Tevbe 97: BEDEVİLER İNKÂR VE MÜNAFIKLIK BAKIMINDAN DAHA BETERDİRLER. BUNUNLA BERABER ALLAH'IN, RESULÜNE İNDİRDİĞİ (HÜKÜMLERİN) SINIRLARINI BİLMEMEYE DAHA YATKINDIRLAR. ALLAH ÂLİMDİR, HAKÎMDİR. (Elmalı meali)

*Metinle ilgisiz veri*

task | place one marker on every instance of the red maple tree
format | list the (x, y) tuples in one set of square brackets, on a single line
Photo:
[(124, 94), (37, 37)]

Allah'ın elçisine indirdiği, hükümlerin sınırını tanımamak ne demek? Allah hüküm vermediği halde, atalarının rivayet inançlarını dine sokarak, onları da İslam'ın bir parçası yapmak demektir. DEMEK Kİ İSLAM'IN BİR SINIRLARI VARMIŞ, ODA ALLAH'IN ELÇİSİNE İNDİRDİĞİ KUR’AN. BURADAN DA, ŞUNU ÇOK AÇIK ANLIYORUZ. BİZLERİN YALNIZ ALLAH'IN İPİ KUR'AN'A SARILMAYIP, SAKIN DİNDE BÖLÜNMEYİN UYARISINI DİKKATE ALMADIĞIMIZ İÇİN, NE KUR'AN'I DOĞRU ANLIYORUZ, NEDE ALLAH'IN İNDİRDİĞİ İSLAM DİNİNİ DOĞRU YAŞIYORUZ. EN BÜYÜK HATAMIZ ALLAH'A DEĞİL EDİNDİĞİMİZ VELİ, ŞEYH, GAVS DEDİĞİMİZ KİŞİLERİN SÖZLERİNE GÜVENİP İNANMAMIZDAN KAYNAKLANIYOR. Ne yazık ki bizler bedevi Arapların yaptığı hataları yapıyor ve inancımızı öyle yaşıyoruz. İnandıkları Kur'an dışı bilgiler bizlere mutlaka gerekli olsaydı, Allah'ın elçisi rivayet yoluyla mı bizlere ulaşmasını sağlardı? Siz olsaydınız böyle mi yapardınız? Sizlerin yapmayacağını, lütfen Allah'ın Elçisine isnat etmeyelim. Sanırım bunu zerre kadar düşünen, imanı kalbine yerleşen, yapılan yanlışların farkında olacaktır. Onun için Allah düşün ey kulum diyor. Bakın Allah bu yanlışları yapan Araplara, siz iman etmediniz, Müslüman olduk yani yalnız Allah'ın hükümlerine boyun eğdik deyin diyor. BİZLERİN EN BÜYÜK HATASI DA, ALLAH'IN HÜKÜMLERİNİN DIŞINDAKİ BİLGİLERE, RİVAYETLERE DE BOYUN EĞMEMİZ, BİZLERİ İSLAM SINIRLARI DIŞINA ÇIKARTIYOR VE HER BÖLÜNEN MÜSLÜMAN KENDİ BATIL İNANÇLARI İLE KUR'AN'I ANLADIĞINDAN, ORTAYA YÜZLERCE İNANÇ ÇIKIYOR. Şunu önemle tekrar hatırlatmak isterim. Müslüman, yalnız Allah'a onun kanun ve hükümlerine teslim olmuş ve boyun eğmiş insana denir.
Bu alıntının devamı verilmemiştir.